L’origine della figura de sa femina accabadòra in Sardegna si perde nella notte dei tempi, mescolando elementi di mito e realtà. Il termine accabadòra, o agabbadòra significa letteralmente "colei che finisce", e deriva dal sardo s'acabbu (la fine) o dallo spagnolo acabar (terminare).

Il personaggio a cui fa riferimento, e la cui esistenza non è storicamente comprovata, è una donna che nelle comunità del centro Sardegna si sarebbe incaricata di favorire il trapasso di persone malate e già di per sé moribonde su richiesta dei familiari o della medesima vittima. Una pratica estrema che nelle intenzioni delle persone coinvolte doveva essere un atto di pietà, una sorta di eutanasia ante litteram della cui reale pratica non esistono prove sebbene in Gallura, nel Museo etnografico di Luras, è conservato un matzolu (martello di legno di olivo selvatico) che sarebbe appartenuto ad una donna che operava come levatrice e come accabadora fino agli anni ’40 del secolo scorso. Oltre a placare le sofferenze del malato, l’intervento della donna avrebbe eliminato anche quello che per le famiglie di una società rurale poteva diventare un problema economico: le cure costose e impegnative. L’accabadora avrebbe agito senza alcun compenso, poiché il pagamento della morte sarebbe andato contro la morale comune e i dettami religiosi.
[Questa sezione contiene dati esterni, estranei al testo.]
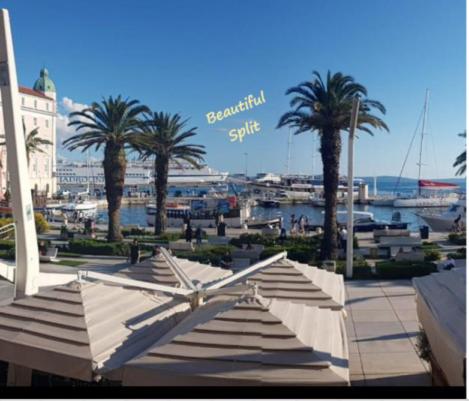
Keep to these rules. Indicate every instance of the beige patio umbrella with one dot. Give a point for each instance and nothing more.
(249, 341)
(168, 270)
(441, 309)
(83, 329)
(285, 279)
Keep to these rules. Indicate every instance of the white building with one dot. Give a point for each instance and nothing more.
(39, 110)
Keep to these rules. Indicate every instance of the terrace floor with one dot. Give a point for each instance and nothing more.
(382, 328)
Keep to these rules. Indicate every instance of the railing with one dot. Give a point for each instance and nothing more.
(8, 270)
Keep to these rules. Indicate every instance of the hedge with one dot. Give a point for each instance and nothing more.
(457, 238)
(98, 247)
(404, 269)
(361, 269)
(214, 256)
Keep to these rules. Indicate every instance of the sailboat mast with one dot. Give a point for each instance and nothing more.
(289, 151)
(425, 109)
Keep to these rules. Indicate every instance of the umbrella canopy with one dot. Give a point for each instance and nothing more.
(83, 329)
(288, 280)
(248, 340)
(441, 308)
(160, 270)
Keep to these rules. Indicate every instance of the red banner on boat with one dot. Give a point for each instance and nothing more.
(427, 184)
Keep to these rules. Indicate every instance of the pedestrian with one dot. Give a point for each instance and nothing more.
(292, 221)
(156, 251)
(283, 236)
(198, 235)
(449, 263)
(188, 232)
(343, 238)
(134, 252)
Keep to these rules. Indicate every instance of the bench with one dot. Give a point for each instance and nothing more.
(181, 245)
(240, 263)
(399, 244)
(377, 234)
(50, 256)
(252, 254)
(215, 240)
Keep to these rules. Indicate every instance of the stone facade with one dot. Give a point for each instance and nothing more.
(39, 110)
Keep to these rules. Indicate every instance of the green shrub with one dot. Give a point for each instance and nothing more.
(457, 238)
(98, 247)
(214, 256)
(41, 223)
(361, 269)
(404, 269)
(6, 244)
(432, 254)
(459, 254)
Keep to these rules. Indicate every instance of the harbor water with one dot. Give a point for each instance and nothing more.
(136, 215)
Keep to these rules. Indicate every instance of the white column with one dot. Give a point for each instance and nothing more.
(353, 125)
(27, 255)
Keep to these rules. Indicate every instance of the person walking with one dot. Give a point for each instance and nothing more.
(198, 235)
(188, 232)
(134, 252)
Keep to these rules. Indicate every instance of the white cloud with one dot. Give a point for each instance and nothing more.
(66, 106)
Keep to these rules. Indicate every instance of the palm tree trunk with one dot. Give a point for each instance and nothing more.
(330, 154)
(161, 185)
(114, 165)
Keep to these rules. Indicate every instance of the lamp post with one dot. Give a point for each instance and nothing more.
(353, 126)
(27, 255)
(246, 164)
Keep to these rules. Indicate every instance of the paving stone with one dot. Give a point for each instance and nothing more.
(393, 363)
(419, 379)
(407, 315)
(402, 301)
(363, 315)
(355, 365)
(385, 346)
(352, 346)
(357, 380)
(379, 329)
(367, 303)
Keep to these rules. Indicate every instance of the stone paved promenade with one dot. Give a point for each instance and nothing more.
(382, 327)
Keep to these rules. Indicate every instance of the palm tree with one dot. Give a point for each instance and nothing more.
(461, 159)
(162, 137)
(110, 124)
(325, 108)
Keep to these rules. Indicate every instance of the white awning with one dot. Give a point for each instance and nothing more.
(249, 340)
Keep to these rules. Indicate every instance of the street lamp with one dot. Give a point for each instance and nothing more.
(353, 126)
(246, 165)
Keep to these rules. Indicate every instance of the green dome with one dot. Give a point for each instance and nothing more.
(44, 83)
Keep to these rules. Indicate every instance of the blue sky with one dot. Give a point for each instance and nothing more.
(193, 57)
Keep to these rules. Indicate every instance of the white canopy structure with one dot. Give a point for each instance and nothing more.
(163, 269)
(84, 329)
(441, 308)
(248, 341)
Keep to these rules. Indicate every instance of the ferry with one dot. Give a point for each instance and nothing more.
(204, 212)
(139, 176)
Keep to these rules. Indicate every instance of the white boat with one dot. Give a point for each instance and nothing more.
(78, 210)
(441, 310)
(446, 221)
(383, 201)
(426, 201)
(203, 212)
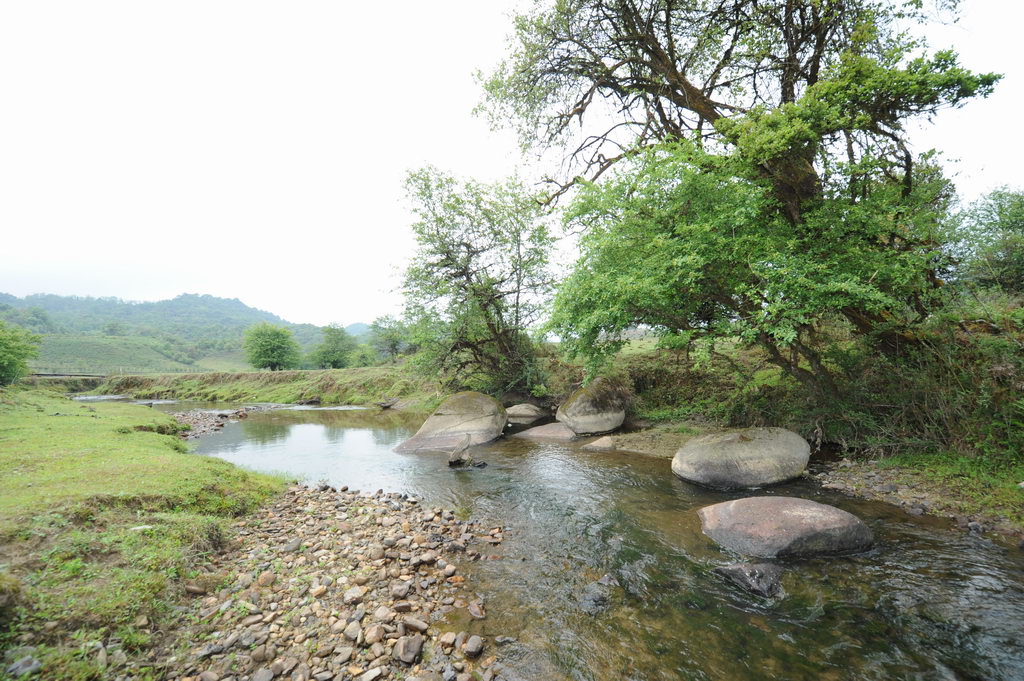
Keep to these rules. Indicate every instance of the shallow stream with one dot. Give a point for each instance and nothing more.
(928, 602)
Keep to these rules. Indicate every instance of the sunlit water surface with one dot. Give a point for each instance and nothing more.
(928, 602)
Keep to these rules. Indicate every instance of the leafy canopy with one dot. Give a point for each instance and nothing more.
(683, 248)
(269, 346)
(16, 346)
(994, 228)
(477, 281)
(336, 349)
GLI STRUMENTI. Secondo la leggenda, la donna si sarebbe presentata al capezzale della vittima designata vestita di nero, con il volto coperto, uccidendo il morente tramite soffocamento con un cuscino, oppure colpendolo sulla fronte tramite un bastone d'olivo (su matzolu) o dietro la nuca con un colpo secco, o, ancora, strangolandolo ponendo il collo tra le sue gambe. Lo strumento simbolo della pratica de s’acabbu sarebbe stato proprio il martello di legno. Secondo altre versioni, un piccolo giogo in miniatura veniva adagiato sotto il cuscino del moribondo, al fine di alleviare la sua agonia. Questo perché era credenza comune che l’uomo fosse costretto a subire una lenta e dolorosa pena in punto di morte. Se l’anima non voleva abbandonare il corpo malato, significava che la vittima si era macchiata in vita di un crimine vergognoso, e dunque il sopraggiungere della morte andava reso più immediato da s’accabadora. Dalla stanza del moribondo, inoltre, venivano rimosse tutte le immagini sacre e gli oggetti a lui cari nell’idea di rendere più semplice e meno traumatico il distacco dello spirito dal corpo.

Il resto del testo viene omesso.